Nichts lässt erkennen, dass die vier Männer unter den sechs Toten Kämpfer waren, die – glaubt
man dem USA-Bericht – das Feuer auf die Truppen eröffnet hätten. Behauptet wird, es habe »glaubwürdige Hinweise« darauf gegeben, dass die Zelle in den nächsten Wochen drei
Selbstmordattentate auf Koalitionstruppen plante. Ein Polizist, der ungenannt bleiben wollte, wusste
von Gerüchten, wonach ein Einheimischer den Truppen Falschinformationen geliefert hat. Auch die
Angriffe in der Provinz Herat, wo USA-Bomber Ende April mindestens 51 Zivilisten töteten, sollen
durch Falschinformationen ausgelöst worden sein.

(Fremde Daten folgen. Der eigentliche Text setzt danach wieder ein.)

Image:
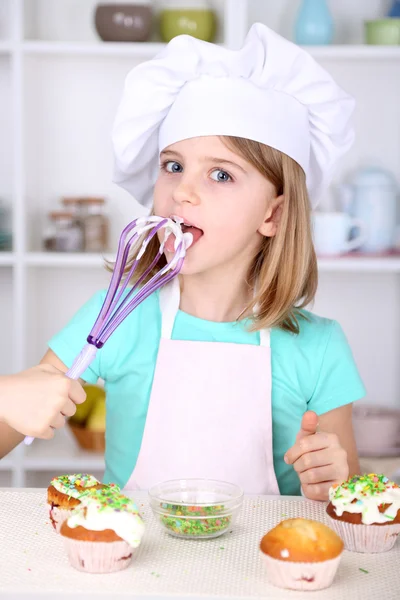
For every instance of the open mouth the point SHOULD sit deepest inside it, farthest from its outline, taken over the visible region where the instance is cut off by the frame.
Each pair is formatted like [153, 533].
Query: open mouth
[186, 227]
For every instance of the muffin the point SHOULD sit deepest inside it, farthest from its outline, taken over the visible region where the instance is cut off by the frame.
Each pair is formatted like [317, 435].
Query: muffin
[102, 533]
[301, 554]
[64, 492]
[365, 512]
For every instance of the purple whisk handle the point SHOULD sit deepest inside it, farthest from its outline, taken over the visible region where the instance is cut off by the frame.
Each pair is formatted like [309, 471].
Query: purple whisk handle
[79, 366]
[82, 361]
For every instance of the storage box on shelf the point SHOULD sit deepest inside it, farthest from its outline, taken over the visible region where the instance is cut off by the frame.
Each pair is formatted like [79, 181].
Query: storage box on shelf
[74, 21]
[62, 87]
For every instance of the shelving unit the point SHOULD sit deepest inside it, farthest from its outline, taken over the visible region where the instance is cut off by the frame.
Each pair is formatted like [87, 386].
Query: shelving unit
[59, 90]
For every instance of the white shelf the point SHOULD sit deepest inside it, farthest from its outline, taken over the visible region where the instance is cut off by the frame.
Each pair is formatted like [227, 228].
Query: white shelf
[7, 259]
[118, 49]
[60, 259]
[6, 47]
[61, 453]
[354, 52]
[360, 264]
[149, 49]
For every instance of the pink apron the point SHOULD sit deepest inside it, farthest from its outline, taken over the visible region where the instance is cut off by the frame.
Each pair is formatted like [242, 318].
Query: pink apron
[209, 413]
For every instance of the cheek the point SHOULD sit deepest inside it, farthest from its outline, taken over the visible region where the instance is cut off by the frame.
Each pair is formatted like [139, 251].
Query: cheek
[160, 196]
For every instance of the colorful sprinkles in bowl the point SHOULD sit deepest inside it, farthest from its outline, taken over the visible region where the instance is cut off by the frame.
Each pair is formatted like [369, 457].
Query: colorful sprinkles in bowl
[195, 521]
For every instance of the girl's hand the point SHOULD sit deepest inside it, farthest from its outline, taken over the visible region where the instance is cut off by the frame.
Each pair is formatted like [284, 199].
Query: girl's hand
[318, 458]
[36, 401]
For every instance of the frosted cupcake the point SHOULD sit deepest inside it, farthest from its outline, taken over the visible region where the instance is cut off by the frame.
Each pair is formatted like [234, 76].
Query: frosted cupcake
[301, 554]
[64, 492]
[102, 533]
[365, 512]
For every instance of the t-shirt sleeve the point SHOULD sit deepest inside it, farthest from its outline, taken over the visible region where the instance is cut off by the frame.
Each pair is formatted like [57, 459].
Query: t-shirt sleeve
[338, 382]
[68, 342]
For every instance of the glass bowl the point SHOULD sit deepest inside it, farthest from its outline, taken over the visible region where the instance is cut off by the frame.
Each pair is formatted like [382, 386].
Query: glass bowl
[196, 508]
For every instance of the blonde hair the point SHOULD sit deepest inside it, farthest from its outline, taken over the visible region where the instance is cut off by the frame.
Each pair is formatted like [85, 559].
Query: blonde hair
[284, 271]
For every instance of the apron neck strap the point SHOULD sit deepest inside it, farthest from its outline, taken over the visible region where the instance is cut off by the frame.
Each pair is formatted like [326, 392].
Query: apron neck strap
[170, 296]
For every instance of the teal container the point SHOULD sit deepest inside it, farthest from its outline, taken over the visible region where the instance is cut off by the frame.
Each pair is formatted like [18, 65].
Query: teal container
[314, 25]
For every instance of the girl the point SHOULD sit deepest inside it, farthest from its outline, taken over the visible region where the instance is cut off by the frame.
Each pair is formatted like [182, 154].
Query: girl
[35, 402]
[222, 373]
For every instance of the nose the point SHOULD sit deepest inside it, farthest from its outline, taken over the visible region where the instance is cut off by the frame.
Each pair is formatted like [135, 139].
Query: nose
[185, 192]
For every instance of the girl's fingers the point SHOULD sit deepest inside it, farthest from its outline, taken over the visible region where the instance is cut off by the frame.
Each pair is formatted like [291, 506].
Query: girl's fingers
[58, 421]
[317, 491]
[69, 408]
[311, 443]
[318, 475]
[312, 460]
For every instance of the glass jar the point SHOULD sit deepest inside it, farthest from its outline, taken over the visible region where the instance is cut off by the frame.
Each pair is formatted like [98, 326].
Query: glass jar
[95, 225]
[67, 235]
[73, 205]
[191, 17]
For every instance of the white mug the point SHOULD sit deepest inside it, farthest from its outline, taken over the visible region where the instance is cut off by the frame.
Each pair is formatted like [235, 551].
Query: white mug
[331, 232]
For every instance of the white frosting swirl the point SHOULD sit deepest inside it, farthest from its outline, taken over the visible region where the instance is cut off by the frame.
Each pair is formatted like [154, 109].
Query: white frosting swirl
[364, 495]
[101, 510]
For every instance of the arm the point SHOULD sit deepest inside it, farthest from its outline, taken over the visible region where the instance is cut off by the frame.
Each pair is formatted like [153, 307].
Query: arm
[325, 451]
[340, 422]
[35, 402]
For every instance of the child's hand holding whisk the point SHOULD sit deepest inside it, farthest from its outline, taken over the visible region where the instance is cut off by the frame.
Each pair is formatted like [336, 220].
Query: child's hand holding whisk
[36, 401]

Die letzten beiden Aprilwochen waren die verlustreichsten dieses Jahres in Afghanistan: Sie
kosteten 90 Zivilisten das Leben. »Zufällig« wurden alle durch USA-Truppen umgebracht. Deren
Reaktion auf die Vorfälle war meist: »Es gibt keine Berichte über zivile Opfer« oder »Von zivilen
Verlusten ist uns nichts bekannt«. Im Falle Shirgel hieß es immerhin: »Wir bedauern die Verluste an
zivilem Leben.«
Als ich das Dorf am 3. Mai besuchte, hatte sich noch niemand hierher bemüht, um den Vorfall zu
untersuchen. Die Gegend gilt als »No-Go-Area« – ein Gebiet, um dessen Bewohner sich eben nur
die Militärs kümmern. Ein Sprecher der Provinzregierung wiederholte nur den USA-Bericht, wonach
es »einen Schusswechsel mit den Truppen« gab und »zwei Aufständische verhaftet wurden«.
Festzuhalten bleibt, dass es keine glaubwürdige Erklärung für den offenbar erfundenen
Zusammenstoß und dessen »Kollateralschäden« gibt.
Die koreanische Journalistin Carla Lee lebt z.Zt. in Afghanistan.